FB conversion pixel

Saturday, January 31, 2015

Your Super Bowl Ticket!


(Reader Warning:  A great number of people will not care for this blog.  In part because they will take it the wrong way.  But part of why it may not be well received is because it may challenge them to consider something they feel uncomfortable considering.  I know it was for me as I wrote it.)

I don’t know if you follow the news stories about tomorrow’s Super Bowl game or not.  Deflated footballs, deceptive tactics, city preparation, pregame opportunities for children, analysis and statistics down to how many blades of grass should be on the field (wait, no, that’s baseball whose stats go to that extreme…football still measures with chains 20 yards away).  
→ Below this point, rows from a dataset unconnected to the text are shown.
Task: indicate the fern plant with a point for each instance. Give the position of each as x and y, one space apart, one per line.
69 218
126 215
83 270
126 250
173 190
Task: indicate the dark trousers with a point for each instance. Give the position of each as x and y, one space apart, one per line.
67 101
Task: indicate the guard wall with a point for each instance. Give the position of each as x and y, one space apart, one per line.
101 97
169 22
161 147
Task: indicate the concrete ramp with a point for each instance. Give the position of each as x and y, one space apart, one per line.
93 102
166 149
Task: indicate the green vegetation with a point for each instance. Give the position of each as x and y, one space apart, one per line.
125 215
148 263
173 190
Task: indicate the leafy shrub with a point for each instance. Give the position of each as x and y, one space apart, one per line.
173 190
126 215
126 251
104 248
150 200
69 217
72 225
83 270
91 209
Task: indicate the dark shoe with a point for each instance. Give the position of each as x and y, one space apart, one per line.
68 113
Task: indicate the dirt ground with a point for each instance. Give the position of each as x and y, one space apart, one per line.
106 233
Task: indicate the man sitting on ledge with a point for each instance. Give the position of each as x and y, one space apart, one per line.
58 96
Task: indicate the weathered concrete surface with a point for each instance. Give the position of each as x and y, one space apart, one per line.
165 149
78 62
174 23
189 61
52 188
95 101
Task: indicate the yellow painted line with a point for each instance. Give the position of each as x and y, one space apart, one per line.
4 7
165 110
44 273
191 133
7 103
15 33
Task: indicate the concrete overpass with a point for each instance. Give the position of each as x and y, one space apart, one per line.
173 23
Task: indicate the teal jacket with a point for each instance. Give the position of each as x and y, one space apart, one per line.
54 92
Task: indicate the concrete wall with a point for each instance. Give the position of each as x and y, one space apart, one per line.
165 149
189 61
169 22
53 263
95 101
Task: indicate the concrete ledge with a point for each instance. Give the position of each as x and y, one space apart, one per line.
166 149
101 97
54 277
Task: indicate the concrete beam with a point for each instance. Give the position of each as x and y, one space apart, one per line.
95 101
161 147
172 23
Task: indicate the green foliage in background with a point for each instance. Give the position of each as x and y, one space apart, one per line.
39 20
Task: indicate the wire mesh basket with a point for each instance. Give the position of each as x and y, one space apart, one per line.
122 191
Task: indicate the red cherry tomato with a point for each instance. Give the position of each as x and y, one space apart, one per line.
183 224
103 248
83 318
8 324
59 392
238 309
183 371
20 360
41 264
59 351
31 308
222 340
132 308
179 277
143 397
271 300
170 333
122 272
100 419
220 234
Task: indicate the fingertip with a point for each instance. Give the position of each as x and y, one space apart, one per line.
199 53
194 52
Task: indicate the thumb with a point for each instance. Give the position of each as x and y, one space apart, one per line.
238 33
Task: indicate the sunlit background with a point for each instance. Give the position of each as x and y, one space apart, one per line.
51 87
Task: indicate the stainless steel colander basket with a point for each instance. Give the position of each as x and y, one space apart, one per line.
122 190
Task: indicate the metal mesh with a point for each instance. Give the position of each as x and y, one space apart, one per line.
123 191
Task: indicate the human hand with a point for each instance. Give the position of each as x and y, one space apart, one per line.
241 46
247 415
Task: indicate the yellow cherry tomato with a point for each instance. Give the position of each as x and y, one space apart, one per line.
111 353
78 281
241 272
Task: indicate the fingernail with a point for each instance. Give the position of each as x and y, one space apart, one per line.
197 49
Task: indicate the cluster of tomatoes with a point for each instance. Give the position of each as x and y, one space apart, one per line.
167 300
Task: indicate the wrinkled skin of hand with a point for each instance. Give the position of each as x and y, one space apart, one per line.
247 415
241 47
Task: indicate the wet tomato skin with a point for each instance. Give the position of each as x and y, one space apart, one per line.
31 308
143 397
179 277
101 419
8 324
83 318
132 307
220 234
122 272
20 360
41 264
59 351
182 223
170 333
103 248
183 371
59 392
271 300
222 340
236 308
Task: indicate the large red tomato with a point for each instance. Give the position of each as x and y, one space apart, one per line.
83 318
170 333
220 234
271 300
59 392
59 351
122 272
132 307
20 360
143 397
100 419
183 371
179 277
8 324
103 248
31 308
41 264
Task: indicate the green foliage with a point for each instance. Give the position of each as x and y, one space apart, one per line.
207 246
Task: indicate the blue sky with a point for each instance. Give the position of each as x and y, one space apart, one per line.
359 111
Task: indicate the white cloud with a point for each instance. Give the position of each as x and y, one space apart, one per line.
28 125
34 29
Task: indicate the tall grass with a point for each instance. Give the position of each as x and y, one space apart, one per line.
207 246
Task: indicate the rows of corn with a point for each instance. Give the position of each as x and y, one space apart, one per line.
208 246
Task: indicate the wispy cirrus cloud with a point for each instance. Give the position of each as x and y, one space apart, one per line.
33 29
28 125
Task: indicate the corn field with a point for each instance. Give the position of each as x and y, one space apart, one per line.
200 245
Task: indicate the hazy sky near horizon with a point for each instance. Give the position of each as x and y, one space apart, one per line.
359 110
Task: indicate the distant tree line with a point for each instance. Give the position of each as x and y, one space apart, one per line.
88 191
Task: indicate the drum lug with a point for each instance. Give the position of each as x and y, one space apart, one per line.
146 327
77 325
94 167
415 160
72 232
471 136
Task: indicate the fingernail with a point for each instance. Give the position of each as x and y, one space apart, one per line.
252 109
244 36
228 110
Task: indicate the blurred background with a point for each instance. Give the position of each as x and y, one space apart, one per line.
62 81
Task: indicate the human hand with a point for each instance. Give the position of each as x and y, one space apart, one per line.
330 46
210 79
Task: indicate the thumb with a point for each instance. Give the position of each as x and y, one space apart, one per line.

ANYWAY, some of the most striking reports have had to do with some of the finances.  The average ticket price this year, according to various searches on the internet, was supposedly $2879.00 or thereabouts, depending on whom you believe (although GOOD seats start at $4500.00).  But that’s only if you bought them in the first place.  If you  buy them “on the secondary market” (whatever THAT is) the average price is more likely around $5000.00.  Or, according to some reports, maybe even $10,000.  That will get you into the game with a place to sit.  If you plan on GETTING to the game by CAR, you will need to park the car.  That they are estimating will run you another $140.00.  Must be a nice car.  Or maybe it is a “designer” parking space.  I’m not even going to GUESS how much a soda or hot dog might cost once you are inside the stadium, but if you are going, you may want to take a few bearer bonds or the deed to your house, just in case you want nachos, too.  And unless you happen to live there, this list doesn’t even include the cost of getting there and where you will stay while you are in town!

Then there is the cost of commercials.  Like many things in our world, they have gone up in price. Supposedly 7% higher than last year.  Which translates to $4.5 million.  (May have to mortgage the jet, too.)  If you added in the players’ and coaches salaries, the expenses to pay the regular people who clean the place and cook the hot dogs, the money transferred over memorabilia and licensing and halftime and money spent on snacks for Super Bowl parties and…well, you get the idea.  (And you thought the national debt was a lot of money!)

Let me focus on the seat prices.  Forget the $10,000 seat, let’s assume you purchased a seat the first day, and only took an “average” seat…(which is behind the poles under the press box), so you got the bargain price of $2879.00 reserved in your name.  And then just as you are about to give them your credit card number, you notice a flyer on your table from, say, Compassion International asking you to sponsor a needy child.  You are faced with the dilemma of having that just average seat without even parking your car or eating a hot dog or making a commercial, OR, you could use your $2879.00 to pay the monthly sponsorship for that child so he can eat each day for 6 years, 3 months and about 24 days.  Oh, and the child would also get medical checkups, health and hygiene training, educational assistance, access to surgery and disaster relief and mentoring to understand their value as creations of God for whom Christ died.  But then, you’d have to watch the game on tv.  Wait, it isn’t a game.  Yes, occasionally somebody will say it is just a game, like for that player whose wife might have a baby tomorrow very inconveniently forcing him to have to choose where to be….but real life is, everybody knows it isn’t just a game.  It’s an EVENT!  It is the SUPER bowl.  

Seat at the event….starving child….it’s just so hard to decide.  Sadly, for far too many of us, it isn’t.  If the price of one AVERAGE ticket could care for a kid for six years, imagine what the price of a good seat could do, or a viewing box.  OR what would be available if a player, coach or referee decided to forego his salary for just that one game, or if the NFL told the networks to forego their payment and send it to Compassion instead.  You might have to give up a seat at a Super Bowl game, but you would probably get a really good seat at the Messianic banquet table for eternity.  And that kid might just get to sit right next to you there.

I know I am picking on football here, but you can apply it so many places:  jewelry, clothing, houses, automobiles, luxury travel, wasted food from gourmet restaurants (or even our own refrigerators).  I have even heard the application made to such things as how much we spend here in the United States on weddings or funerals.  I am surrounded by things in my home that could also be used for illustration, when comparing them to people who have no home, no food, no clothing, no safe water supply, no chance for an education.

It is a hard thing to face, but most of us have “Super Bowl tickets” of some sort, while hundreds of children die needlessly every hour of every day.  

Compassion isn’t the only agency that cares for starving children, I know, but it is one that I especially admire, in part because it does more than just feed the children.   I have always been struck by the fact that when Jesus talked about these things, he said that whatever we do to people like those starving children, we also do to him.  Does that mean we can’t have anything or enjoy anything?  

That seems doubtful.  

I do think we are remiss if we do not ever stop and give serious thought to our lives regarding these things…and too often we do not.  Many would use the word “balance” as the key, and perhaps they are right.  But somehow I think the word “priorities” is a more important word.  It doesn’t have anything to do with the topic of divorce, I know  But then again, given the word “priorities,” maybe it does.